2.8.2 Stepping Oneline Display
One enhanced feature of the oneline, that we believe has not been done in any dynamic simulator to date, is the ability to see system wide network conditions during a dynamic simulation. To do this, however, one would need to freeze the simulation in time so that an update in the display can be made. This is accomplished through the stepping feature in DS.
The stepping feature makes use of the following button:
Simulation Step
This button is similar to the Simulation Run button:
Simulation Run
but only runs the simulation up to a point in time defined by the Tools / DS Option / Step Run Delta Time. This parameter basically defines how long the simulation will run before it is paused, and updates the oneline with the condition of the entire network. Multiple presses of the Simulation Step button will thus propel you through the simulation (defined by the presently selected script) one moment at a time, while pausing and allowing you to view conditions in the entire network.

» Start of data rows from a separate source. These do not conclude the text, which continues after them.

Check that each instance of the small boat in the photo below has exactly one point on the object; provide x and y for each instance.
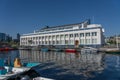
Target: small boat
(71, 50)
(5, 49)
(56, 49)
(25, 72)
(44, 49)
(89, 50)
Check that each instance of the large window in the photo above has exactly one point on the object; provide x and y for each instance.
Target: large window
(87, 34)
(76, 35)
(94, 33)
(81, 34)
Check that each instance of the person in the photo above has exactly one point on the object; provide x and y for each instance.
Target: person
(17, 63)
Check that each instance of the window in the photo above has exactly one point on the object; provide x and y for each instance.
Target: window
(87, 34)
(76, 35)
(94, 33)
(71, 35)
(81, 34)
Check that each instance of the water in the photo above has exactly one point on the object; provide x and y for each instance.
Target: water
(71, 66)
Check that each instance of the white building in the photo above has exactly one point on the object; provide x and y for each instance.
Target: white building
(84, 34)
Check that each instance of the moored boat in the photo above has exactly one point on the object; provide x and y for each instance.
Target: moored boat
(18, 72)
(71, 50)
(89, 50)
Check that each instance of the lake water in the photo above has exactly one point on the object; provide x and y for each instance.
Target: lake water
(71, 66)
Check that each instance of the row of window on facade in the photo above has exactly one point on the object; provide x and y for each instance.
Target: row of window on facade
(63, 36)
(60, 42)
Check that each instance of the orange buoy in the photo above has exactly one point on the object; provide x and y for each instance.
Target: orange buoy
(17, 63)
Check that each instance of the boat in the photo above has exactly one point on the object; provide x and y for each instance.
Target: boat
(56, 49)
(25, 72)
(71, 50)
(89, 50)
(44, 49)
(5, 49)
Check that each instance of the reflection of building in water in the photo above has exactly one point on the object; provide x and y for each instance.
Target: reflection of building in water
(73, 63)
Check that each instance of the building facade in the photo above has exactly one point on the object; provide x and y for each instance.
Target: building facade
(82, 34)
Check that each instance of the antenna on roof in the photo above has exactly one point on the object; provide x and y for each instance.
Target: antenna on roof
(93, 19)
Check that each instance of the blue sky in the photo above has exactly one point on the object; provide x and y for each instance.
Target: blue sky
(24, 16)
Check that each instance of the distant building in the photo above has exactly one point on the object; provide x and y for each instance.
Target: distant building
(5, 37)
(83, 34)
(18, 37)
(2, 36)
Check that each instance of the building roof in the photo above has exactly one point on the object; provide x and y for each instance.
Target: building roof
(65, 26)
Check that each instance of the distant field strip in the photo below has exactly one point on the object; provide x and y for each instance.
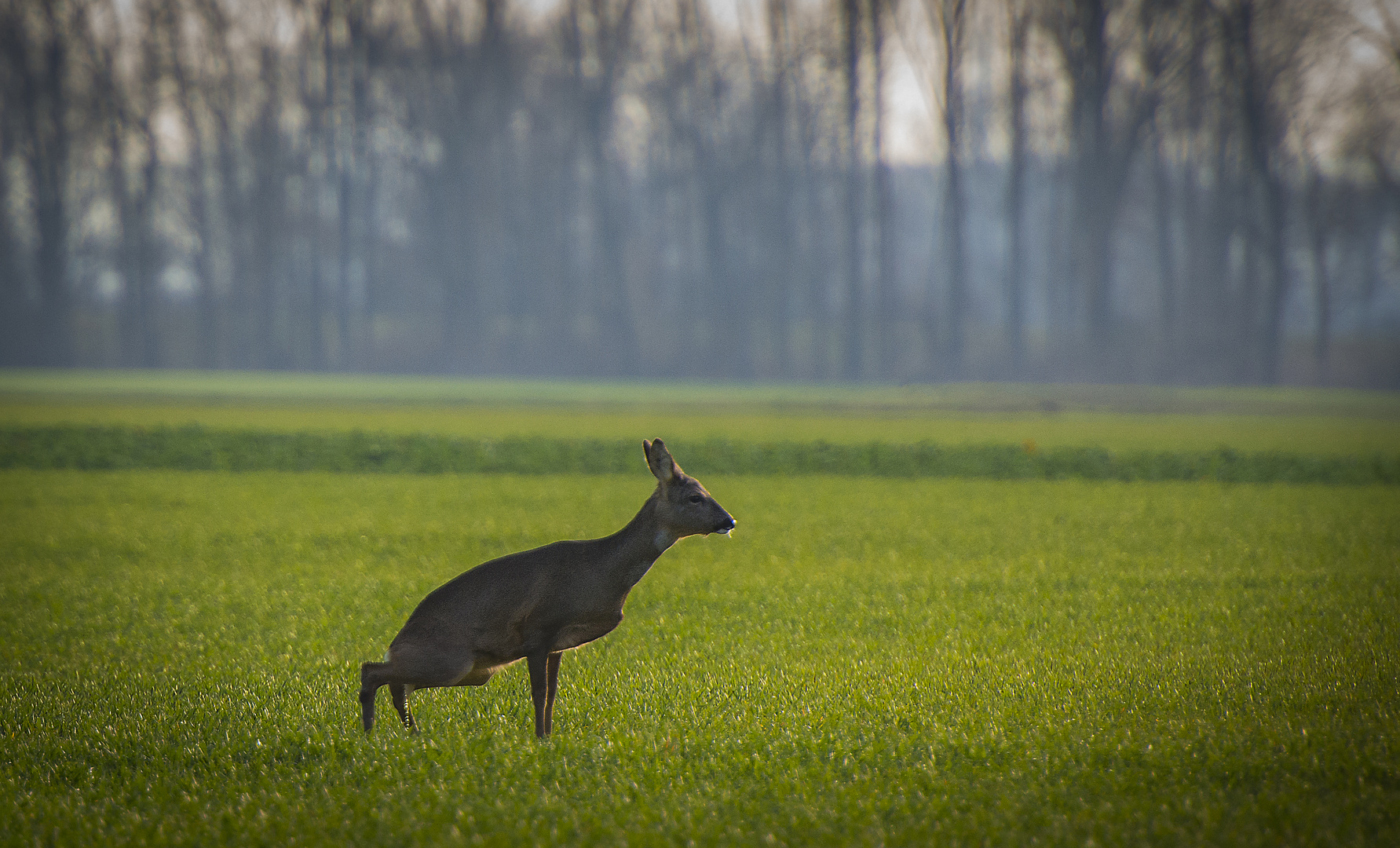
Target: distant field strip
(200, 448)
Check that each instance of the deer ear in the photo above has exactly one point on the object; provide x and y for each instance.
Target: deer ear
(660, 461)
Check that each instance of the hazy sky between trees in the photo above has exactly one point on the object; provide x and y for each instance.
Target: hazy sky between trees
(1147, 191)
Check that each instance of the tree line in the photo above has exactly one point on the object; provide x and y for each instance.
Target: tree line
(1176, 191)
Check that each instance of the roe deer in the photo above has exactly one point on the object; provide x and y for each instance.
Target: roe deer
(538, 604)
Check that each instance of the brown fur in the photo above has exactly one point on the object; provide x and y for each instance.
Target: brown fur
(538, 604)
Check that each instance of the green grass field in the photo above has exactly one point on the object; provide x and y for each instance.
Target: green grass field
(865, 662)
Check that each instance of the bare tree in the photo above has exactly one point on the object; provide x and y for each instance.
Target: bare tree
(42, 45)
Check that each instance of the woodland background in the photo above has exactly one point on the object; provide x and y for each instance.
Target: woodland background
(1131, 191)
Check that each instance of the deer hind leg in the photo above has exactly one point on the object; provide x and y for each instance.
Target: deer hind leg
(409, 667)
(552, 686)
(373, 674)
(539, 690)
(400, 693)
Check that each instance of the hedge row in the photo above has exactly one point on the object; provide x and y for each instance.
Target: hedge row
(199, 448)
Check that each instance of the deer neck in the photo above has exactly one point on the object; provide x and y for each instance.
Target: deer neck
(634, 547)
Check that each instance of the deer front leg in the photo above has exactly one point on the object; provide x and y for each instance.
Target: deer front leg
(539, 690)
(552, 679)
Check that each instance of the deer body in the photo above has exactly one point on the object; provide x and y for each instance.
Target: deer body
(538, 604)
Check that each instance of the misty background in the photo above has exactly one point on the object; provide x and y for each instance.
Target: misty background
(1131, 191)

For example, the default value of Step Run Delta Time is 0.1 seconds. Just after entering DS Focus or after a Simulation Reset, if the Simulation Step button is pressed with this setting, the simulation will run from 0.0 to 0.1 seconds, update the plot window for that brief time-span in the simulation, and then update the network conditions on the oneline. If pressed again, the simulation will run from 0.1 to 0.2 seconds, update the plot window, and then update the oneline window. This continues as you press the Simulation Step button until you reach the end of the simulation.
Figure 28. Example of system with script stepped several times into the simulation.
We suggest trying this feature at least once to expose yourself to the concept of updated oneline results during a dynamic simulation. Users with a history of using other stability simulation software may skip over this feature, as it is unique and is not a standard offering in other DS software. The power of this feature is addicting, as you find how fast you can move around the oneline to observe system conditions during a contingency event at any frozen moment in time.
An example of a system with a motor start simulation that is being stepped is shown in Figure 28. The Step Run Delta Time is set to 0.1 seconds, and so the simulation has been stepped several times to get to about 1.3 seconds. Notice the conditions of the system on the oneline, and how both temporary bus under-voltage and transformer overload are highlighted in red, according to the present settings in the Power Flow Options. Also, notice that the selected script is “Start Motor 3”, which was specifically written to start the motor at 1.0 second, and run to 3.0 seconds. The x-axis of the DS Plot Window is set to the maximum time found in the script. To see results for a step run simulation, plot channels must be defined. The example in Figure 28 has plot channels defined to monitor MCC-3 bus voltage, motor current and transformer current.
A quick pan of the oneline up to the generator bus (Figure 29) shows that the system voltage is just fine at 0.985 pu at this time in the simulation.
Figure 29. Figure 28 panned up to the generators bus.